彼らのポジションは、宇宙機に組み込まれるセンサー・電源・構造部品を供給する”裏方”です。地味に聞こえますが、この立ち位置には強みがあります。宇宙機は一度設計に組み込まれた部品を変更すると、再設計と再認証で数年かかる。だから一度入り込めば抜けにくい。
さらに、NASA・ESA・国防総省の認定サプライヤーになるには数年単位の実績(フライトヘリテージ)が要り、機密契約には施設クリアランスが必要。ITARという輸出管理規制もある。参入障壁は決して低くない領域です。
ただし、各ニッチでの市場シェアは公表されておらず、支配的なポジションを取れている分野は確認できません。「入りにくいが、独占もしていない」——これが現在地です。
某野球ゲーム風 銘柄査定:レッドワイヤー(RDW)
6軸を100点満点でシビアに査定します。
① 弾道(市場スケール・テーマ性):A 86
戦場の大きさは文句なしに巨大です。
世界の宇宙経済は2023年の6,300億ドルから、2035年には1.8兆ドルへ拡大予測(WEF×マッキンゼー)。さらに軍用ドローン市場は2026年348.5億ドル→2031年1,092.2億ドル、CAGR 25.7%という急成長市場。
宇宙インフラ・防衛軍事・自律システム/AIという3つの長期テーマに同時に乗っている銘柄は、そう多くありません。欧州の防衛費増、ドローン戦の常態化、ポストISS時代の商業宇宙ステーション——追い風は複数吹いています。

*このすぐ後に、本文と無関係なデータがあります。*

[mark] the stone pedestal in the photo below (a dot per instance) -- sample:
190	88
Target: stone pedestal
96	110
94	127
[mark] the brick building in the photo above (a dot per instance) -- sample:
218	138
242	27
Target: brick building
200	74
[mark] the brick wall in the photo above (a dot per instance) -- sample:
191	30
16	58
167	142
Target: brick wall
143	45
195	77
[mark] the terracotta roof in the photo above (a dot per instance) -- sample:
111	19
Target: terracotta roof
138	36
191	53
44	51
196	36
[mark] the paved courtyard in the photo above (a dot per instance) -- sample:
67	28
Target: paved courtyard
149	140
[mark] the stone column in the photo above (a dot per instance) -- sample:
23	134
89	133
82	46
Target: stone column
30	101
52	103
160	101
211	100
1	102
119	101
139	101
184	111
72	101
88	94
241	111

S評価にしなかった理由は、レッドワイヤーが取りにいけるのがTAM全体ではなく「部品・ペイロード層」という限定領域だから。SAM(実際に取得可能な市場規模)は会社開示がなく、算定できません。
② ミート(収益の安定性・再現性):E 44
ここが最大の弱点です。
直近8四半期の売上は最小61.4M ドル〜最大117.1M ドル。実に1.91倍のブレ幅。四半期ごとに業績が別会社のように変わります。
さらに厄介なのがEAC調整(見積総原価の修正)。開発段階のプログラムで原価見積を修正すると、その差額が一気に損益に乗ります。2025年10-12月期には17.8百万ドルの不利なEAC調整が発生し、四半期の調整後EBITDAが-18.1百万ドルまで悪化しました。
そして調整後EBITDAは8四半期連続でマイナス。配当は無配。サブスクのような継続収益比率も開示がありません。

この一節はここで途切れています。